On Nov. 1, 2023, Quinn replaced Miller’s faulty aortic valve with a valve implant.

The device he used was implanted without sutures. It consists of a bovine valve, fitted with a nickel titanium alloy stent that expands to hold it in position. 

The valve was installed through a small incision in Miller’s sternum while he was on a heart and lung machine. Quinn used three guiding sutures to position the device, and then a balloon and warm saline to seal it in place.

Because no stitches were needed, implanting the valve took about 20 minutes, says Quinn, compared to about an hour for other valves that are held in place with 18 to 24 sutures. 

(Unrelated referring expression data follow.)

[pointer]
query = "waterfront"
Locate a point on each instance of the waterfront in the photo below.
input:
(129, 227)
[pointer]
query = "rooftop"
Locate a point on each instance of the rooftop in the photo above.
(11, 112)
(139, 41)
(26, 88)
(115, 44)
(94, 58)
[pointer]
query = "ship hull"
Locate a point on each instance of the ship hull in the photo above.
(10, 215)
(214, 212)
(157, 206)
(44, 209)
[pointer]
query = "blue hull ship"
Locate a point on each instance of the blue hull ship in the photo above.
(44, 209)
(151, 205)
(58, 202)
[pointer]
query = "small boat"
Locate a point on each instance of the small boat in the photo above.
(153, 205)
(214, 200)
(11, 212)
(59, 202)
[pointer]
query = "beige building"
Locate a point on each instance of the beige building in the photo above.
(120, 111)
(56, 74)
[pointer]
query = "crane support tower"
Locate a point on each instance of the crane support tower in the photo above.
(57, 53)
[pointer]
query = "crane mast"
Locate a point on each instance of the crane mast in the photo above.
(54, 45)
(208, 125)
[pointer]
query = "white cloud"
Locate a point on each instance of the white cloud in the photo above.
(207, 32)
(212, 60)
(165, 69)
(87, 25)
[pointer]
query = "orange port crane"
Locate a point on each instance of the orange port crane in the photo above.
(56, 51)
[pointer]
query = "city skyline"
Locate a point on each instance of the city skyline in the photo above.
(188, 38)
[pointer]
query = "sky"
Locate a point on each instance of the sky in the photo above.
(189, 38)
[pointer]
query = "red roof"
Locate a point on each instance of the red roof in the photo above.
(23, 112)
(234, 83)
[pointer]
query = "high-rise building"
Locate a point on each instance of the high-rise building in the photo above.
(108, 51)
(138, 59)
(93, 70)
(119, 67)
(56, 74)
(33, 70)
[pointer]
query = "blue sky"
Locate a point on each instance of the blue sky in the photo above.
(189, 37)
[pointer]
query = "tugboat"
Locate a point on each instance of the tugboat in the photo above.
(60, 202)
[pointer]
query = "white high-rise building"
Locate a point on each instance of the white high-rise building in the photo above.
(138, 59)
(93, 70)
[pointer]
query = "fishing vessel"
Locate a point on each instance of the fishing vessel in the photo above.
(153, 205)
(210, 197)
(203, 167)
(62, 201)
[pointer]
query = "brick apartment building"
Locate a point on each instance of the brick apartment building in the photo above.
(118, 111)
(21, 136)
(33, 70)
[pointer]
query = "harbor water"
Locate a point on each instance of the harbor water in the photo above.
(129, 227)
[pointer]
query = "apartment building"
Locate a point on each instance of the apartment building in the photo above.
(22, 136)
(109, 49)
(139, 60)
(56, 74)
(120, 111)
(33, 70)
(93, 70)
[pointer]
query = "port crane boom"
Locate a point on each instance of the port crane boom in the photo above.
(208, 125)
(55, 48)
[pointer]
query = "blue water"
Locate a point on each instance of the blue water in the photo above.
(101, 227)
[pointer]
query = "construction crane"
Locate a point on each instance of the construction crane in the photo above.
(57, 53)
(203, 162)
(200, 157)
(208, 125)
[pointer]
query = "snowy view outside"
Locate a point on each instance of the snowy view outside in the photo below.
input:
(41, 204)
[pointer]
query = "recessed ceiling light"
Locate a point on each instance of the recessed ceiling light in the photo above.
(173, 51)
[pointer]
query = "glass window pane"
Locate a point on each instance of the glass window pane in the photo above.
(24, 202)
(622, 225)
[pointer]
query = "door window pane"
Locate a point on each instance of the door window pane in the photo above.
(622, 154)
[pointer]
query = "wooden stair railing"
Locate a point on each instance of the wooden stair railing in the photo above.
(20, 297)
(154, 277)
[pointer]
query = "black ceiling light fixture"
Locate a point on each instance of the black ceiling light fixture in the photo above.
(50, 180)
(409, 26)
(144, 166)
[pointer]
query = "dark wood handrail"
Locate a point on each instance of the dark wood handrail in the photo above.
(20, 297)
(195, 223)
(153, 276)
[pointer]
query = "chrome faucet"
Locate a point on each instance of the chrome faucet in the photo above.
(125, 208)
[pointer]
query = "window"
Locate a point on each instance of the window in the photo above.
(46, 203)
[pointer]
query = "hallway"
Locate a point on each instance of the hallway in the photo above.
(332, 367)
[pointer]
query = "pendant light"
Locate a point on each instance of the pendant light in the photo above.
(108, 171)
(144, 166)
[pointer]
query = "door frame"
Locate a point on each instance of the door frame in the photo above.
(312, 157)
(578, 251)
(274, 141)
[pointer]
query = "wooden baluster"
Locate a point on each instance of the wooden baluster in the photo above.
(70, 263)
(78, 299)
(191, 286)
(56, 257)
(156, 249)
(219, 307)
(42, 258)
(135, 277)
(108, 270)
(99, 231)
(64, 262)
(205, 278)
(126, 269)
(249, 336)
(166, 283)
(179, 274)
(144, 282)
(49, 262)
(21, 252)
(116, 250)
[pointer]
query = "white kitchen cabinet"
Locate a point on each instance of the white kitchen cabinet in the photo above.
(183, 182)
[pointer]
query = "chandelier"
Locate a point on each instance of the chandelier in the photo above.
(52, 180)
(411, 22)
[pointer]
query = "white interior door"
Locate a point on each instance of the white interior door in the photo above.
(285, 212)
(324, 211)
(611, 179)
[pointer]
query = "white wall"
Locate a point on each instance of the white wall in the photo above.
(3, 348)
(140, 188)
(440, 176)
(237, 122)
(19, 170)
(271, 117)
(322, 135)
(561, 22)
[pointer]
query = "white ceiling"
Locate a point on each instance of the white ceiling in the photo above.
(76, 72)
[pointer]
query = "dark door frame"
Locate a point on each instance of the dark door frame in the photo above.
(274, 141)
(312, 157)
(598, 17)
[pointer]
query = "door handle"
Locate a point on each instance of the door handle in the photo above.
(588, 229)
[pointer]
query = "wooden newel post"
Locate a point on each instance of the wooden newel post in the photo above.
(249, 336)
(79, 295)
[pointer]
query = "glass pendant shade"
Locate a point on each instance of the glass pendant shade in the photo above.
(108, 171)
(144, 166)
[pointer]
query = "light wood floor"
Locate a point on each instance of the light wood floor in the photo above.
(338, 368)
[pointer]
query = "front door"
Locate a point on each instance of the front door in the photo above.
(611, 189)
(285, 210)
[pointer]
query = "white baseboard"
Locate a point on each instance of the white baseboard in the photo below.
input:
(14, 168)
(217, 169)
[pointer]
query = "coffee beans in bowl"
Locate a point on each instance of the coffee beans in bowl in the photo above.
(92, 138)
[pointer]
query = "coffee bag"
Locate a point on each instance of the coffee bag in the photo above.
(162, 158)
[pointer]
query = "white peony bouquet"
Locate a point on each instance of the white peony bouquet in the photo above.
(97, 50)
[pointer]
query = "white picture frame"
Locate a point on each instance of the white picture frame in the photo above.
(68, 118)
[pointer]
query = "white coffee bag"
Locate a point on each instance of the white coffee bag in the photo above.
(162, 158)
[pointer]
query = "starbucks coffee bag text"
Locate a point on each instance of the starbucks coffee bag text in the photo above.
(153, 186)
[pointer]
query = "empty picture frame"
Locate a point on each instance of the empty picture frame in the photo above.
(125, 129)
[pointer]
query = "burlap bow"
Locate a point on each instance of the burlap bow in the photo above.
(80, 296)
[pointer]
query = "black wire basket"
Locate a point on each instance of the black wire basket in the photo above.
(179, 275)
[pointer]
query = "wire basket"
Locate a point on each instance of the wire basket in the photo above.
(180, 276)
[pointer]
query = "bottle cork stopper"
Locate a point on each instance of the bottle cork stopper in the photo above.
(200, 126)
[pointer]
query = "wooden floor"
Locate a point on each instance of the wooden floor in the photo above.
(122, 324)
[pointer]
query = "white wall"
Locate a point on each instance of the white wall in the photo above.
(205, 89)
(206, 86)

This means patients spend less time on the heart-lung bypass machine and generally have a shorter recovery, says Quinn. This time saving is particularly important when concomitant procedures, such as coronary bypass or mitral valve repair, are performed, he says.

In addition, the lack of sutures means there is added artery width for blood flow, Quinn says, as well as opportunity for a valve-in-valve transcatheter aortic valve replacement (TAVR), should the original wear down.

The valve Quinn used was approved by the Food and Drug Administration in January 2016. Quinn, who teaches other surgeons as a master proctor for the product, brought the replacement technique for the sutureless valve to Johns Hopkins when he joined Suburban Hospital from the Maine Medical Center in 2023.

Contacted in early February, Miller said he was starting to feel strong again and was back to exercising.